Le groupe japonais de jeux vidéo Nintendo affiche toujours une forme insolente mais il a été contraint jeudi de baisser pour la deuxième fois ses prévisions de bénéfices annuels, à cause de la brusque hausse du yen et de la crise qui pourrait aussi amoindrir les achats de jeux.

Nintendo, qui a engrangé un bénéfice net de 212 milliards de yens (1,8 milliard d'euros) au terme des trois premiers trimestres de l'exercice 2008-2009, s'attend à ce qu'il s'élève à seulement 230 milliards en fin d'année contre 345 milliards de yens prévus précédemment et même 410 milliards au départ.

Le yen fort aura donc eu raison de l'envolée affolante des gains du maître du jeu vidéo depuis plusieurs années.

La fulgurante ascension de la devise japonaise, consécutive à la déroute des institutions financières américaines, rend en effet caducs les calculs antérieurs de marges sur les produits nippons vendus à l'étranger.

Cet effet comptable ne signifie toutefois pas que les produits de la maison Nintendo ont brutalement cessé de plaire, au contraire.

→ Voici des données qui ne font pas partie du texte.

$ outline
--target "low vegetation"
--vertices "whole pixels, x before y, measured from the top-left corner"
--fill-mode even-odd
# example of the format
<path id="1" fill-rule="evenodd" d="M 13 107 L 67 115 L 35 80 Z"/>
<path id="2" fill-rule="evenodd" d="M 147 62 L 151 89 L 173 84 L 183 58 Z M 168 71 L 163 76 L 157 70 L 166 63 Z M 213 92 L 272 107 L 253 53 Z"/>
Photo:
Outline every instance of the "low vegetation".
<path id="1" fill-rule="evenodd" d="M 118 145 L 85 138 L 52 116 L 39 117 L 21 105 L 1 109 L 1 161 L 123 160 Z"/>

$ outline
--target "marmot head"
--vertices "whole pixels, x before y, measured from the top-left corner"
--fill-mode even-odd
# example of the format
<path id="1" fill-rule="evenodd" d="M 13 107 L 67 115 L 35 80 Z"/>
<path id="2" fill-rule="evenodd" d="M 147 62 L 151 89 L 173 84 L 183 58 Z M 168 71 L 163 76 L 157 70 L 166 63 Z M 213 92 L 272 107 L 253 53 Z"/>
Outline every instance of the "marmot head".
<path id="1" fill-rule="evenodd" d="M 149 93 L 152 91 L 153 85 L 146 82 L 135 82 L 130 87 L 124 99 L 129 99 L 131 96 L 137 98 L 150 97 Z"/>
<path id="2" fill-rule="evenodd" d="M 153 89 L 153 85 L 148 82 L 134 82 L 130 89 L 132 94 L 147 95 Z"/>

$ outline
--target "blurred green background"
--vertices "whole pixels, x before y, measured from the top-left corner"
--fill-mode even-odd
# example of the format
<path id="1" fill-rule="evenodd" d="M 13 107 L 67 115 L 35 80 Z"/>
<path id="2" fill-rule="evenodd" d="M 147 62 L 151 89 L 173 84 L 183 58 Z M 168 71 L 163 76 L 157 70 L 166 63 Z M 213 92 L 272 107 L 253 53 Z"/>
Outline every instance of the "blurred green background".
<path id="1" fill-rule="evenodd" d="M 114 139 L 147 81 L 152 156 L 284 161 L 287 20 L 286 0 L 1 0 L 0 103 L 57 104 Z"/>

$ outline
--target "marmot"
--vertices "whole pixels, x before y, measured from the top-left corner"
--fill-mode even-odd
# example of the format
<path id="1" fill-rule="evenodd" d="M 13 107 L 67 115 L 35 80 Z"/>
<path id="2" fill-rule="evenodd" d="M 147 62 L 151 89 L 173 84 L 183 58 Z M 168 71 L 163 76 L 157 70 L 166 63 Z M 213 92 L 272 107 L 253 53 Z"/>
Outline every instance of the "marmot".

De fait, même si le groupe de Kyoto a indiqué que son chiffre d'affaires annuel n'atteindra pas 2.000 milliards comme espéré, mais seulement 1.820 milliards, cela restera néanmoins un record supérieur de 9% à celui de l'an passé. Son bénéfice d'exploitation pour les trois premiers trimestres écoulés (501 milliards) équivaut déjà à son chiffre d'affaires d'il y a trois ans, avant que les nouvelles consoles DS et Wii ne deviennent d'incroyables machines à cash.

Nintendo a engrangé 1.536 milliards de yens au cours des trois premiers trimestres (avril à décembre), période durant laquelle il a vendu 25,62 millions de consoles DS dans le monde, hissant le cumul à 96,22 millions d'exemplaires depuis le lancement de cette ultra-populaire famille de machines fin 2004.

En neuf mois, le pionnier nippon du secteur a écoulé 20,5 millions de consoles de salon Wii (45 millions en deux ans de présence en rayon), ainsi que 164 millions de boîtes de jeux portant sa griffe pour la gamme DS et autant pour la Wii.

Les divertissements domestiques étant généralement perçus en temps de crise comme des «anti-dépresseurs» relativement bon marché par comparaison avec les sorties festives, Nintendo est-il totalement immunisé face à une chute de la consommation due à la récente débâcle économique?

«La récession n'est pas une bonne chose y compris pour le secteur du jeu vidéo, quoi qu'on en dise», avait affirmé il y a six mois l'analyste Hiroshi Kamide de KBC Securities.

De fait, bien que brandissant des performances exceptionnelles pour les neuf mois passés, avec des recettes en hausse de près de 17% sur un an, le papa de Mario et des Pokemon se montre plus prudent dans ses prévisions pour le dernier trimestre de son exercice (janvier à mars), alors que les principaux pays où l'on se dispute généralement ses produits sont en proie à la pire conjoncture depuis que le jeu vidéo existe.

Le groupe pensait en octobre écouler 207 millions de jeux pour DS durant l'année mais ce nombre a été ramené jeudi à 193 millions même si Nintendo estime que 31,5 millions de DS seront achetées durant les 12 mois considérés soit un million de plus que prévu précédemment.

De même la firme indique désormais que 193 millions de jeux pour la Wii devraient avoir été vendus dans l'année, soit 7 millions de moins qu'envisagé à l'automne dernier.